Some Shrubs and Trees for the Moray Coast

MFC Paper 11 by DB & C Ainley 1976

The experience of two novices establishing a clifftop garden at Hopeman - the first decade!

The garden has fences on the east and west sides but only low ones on the north and south - that on the north had to be low so as not to obstruct the view, but some additional protection is provided by the whins outside. The soil is poor and much had to be imported, but the main "enemies" are wind and salt. The garden is exposed to the prevailing south-west winds and also, except by the side fences, to those from the north-west and north-east. The last two years have, of course, been exceptional in their heat and drought; previously the worst "killers" were the winds in the Gab of May which seared tender new growth.

We now feel that only novices would have tried; few in the older part of the village had done so, and, if they had, they had given up. More are now gardening with varying success. Trees generally have not been successful. Impatience demanded some semi-standards but, except for a Laburnum anagyroides against the fence, these were unsuccessful and had to be moved or forsaken. The planting of numerous Mountain pine, Scots pine and a few Sitka spruce on the south side of the garden has now given an established appearance; these were 15" x 18" high when planted about 2.5 feet apart; They are now up to 6 feet and have already been "thinned"; how much further they will go in future we hardly dare to think! But, with this increased shelter, other trees are now growing - birch, willow, lilac, a sycamore and even a Prunus cerasifera. We doubt if they will ever be more than large shrubs in appearance. Cupressocyparis leylandii has only grown to 7 feet sheltered by other trees and our greatest surprise and  disappointment has been to fail to get two rowan trees above fence height. Shrubs have been far more successful, and our awards, in order of merit (for growth but not necessarily beauty), would go to Eleagnus ebbingei, Senecio greyi and Buddleia vitchiana, The Olearias have done well - O. macrodonta, haastii and albida - but macrodonta will never be "major" and solandri, the most attractive of them all, failed after two or three years, even when facing south in front of our garage wall. Escallonias have been as successful as we had expected - E. x ingramii and E. C F Ball take all that the elements can give and, though they "burn" a little, come green again and flower profusely each summer. Griselinia littoralis survived; Santolina chamae-cyparissus thrives.

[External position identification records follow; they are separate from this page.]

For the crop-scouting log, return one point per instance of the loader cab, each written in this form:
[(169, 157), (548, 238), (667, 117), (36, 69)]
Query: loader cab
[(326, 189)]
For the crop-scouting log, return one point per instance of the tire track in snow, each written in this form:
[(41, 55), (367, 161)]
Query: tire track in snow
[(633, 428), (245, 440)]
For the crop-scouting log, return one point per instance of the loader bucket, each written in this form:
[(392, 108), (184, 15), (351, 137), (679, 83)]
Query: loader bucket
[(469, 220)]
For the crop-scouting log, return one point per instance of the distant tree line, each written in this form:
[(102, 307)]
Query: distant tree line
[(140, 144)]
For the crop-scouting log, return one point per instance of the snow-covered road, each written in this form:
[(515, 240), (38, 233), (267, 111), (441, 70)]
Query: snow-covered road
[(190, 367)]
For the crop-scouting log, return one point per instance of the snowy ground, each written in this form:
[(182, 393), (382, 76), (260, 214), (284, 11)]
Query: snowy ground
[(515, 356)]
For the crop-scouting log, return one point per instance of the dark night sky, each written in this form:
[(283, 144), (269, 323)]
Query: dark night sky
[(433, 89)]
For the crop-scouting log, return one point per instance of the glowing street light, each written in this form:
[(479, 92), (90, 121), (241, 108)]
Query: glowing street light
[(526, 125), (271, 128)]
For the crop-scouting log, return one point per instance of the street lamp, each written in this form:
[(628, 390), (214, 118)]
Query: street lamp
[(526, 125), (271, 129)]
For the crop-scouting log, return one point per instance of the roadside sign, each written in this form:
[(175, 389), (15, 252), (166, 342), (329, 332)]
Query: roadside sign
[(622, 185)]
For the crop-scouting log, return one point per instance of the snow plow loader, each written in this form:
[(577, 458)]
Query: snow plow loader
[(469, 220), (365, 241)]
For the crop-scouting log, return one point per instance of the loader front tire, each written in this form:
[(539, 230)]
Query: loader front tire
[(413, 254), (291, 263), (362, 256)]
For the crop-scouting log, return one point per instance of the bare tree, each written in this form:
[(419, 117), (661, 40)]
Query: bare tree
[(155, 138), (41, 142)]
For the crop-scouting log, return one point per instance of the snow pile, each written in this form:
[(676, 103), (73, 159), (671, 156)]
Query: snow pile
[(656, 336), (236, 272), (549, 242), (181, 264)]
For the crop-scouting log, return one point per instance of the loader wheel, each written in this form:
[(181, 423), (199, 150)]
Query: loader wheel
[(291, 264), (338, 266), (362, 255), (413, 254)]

The shrubs we have mentioned so far grow with little or no protection. With the protection of a fence we have managed to establish the following :-

  • Broom (Cytisus scoparious -liable to burn, and C. praecox)
  • Potentilla spp.
  • Tamarix gallica (only just)
  • Cotoneaster (dielsianus and horizontalis)
  • Forsythia spp (but winds hardly ever allow it to flower)
  • Veronica (Hebe Margorie; H. salicifolia failed)
  • Fuchsia Spp.
  • Willow, woolly (Salix lanata)
  • Hydrangea spp.

Shrub roses have also proved most successful - a hedge of wild R. rugosa and, in cultivated form, Roseraie de l‘Hay, Fruhlingsgold, Schneezwerg and Heidelberg, So also have heathers once we forgot all advice about peat. As novices we gave them plenty and they blew about. We then read a book (and unfortunately the author's name is forgotten) which advised us to firm them in like roses and to use gravel to assist in holding them; since then they have flourised.

Climbers facing south have been most successful - Virginia creeper and two roses in particular - Mrs Sam McGredy and Albertine. On our north fence the latter spans 24 feet and has always been free of mildew.

Our shrub failures have been relatively few and we pay tribute to Christine Kelway, author of "Seaside Gardening" as the only straightforward and simple writer who, when talking of the seaside, contrasts Cornwall and Scotland, Poolewe and Aberdeenshire. So far Daphne mezereum, Mahonias and Viburnums have defeated us. So, to our great surprise, has Sea Buckthorn (Hippophae rhamnoides). This we thought would surely prosper but, facing north with trees behind them ours are only 12 inches high, whereas those of neighbours, with protection on the north side, are bushes of 3 or 4 feet.

Our efforts so far have been in the commonest of trees and shrubs - there is nothing exotic about them - but every success and every failure is stimulating. We never know what we may be tempted to try next.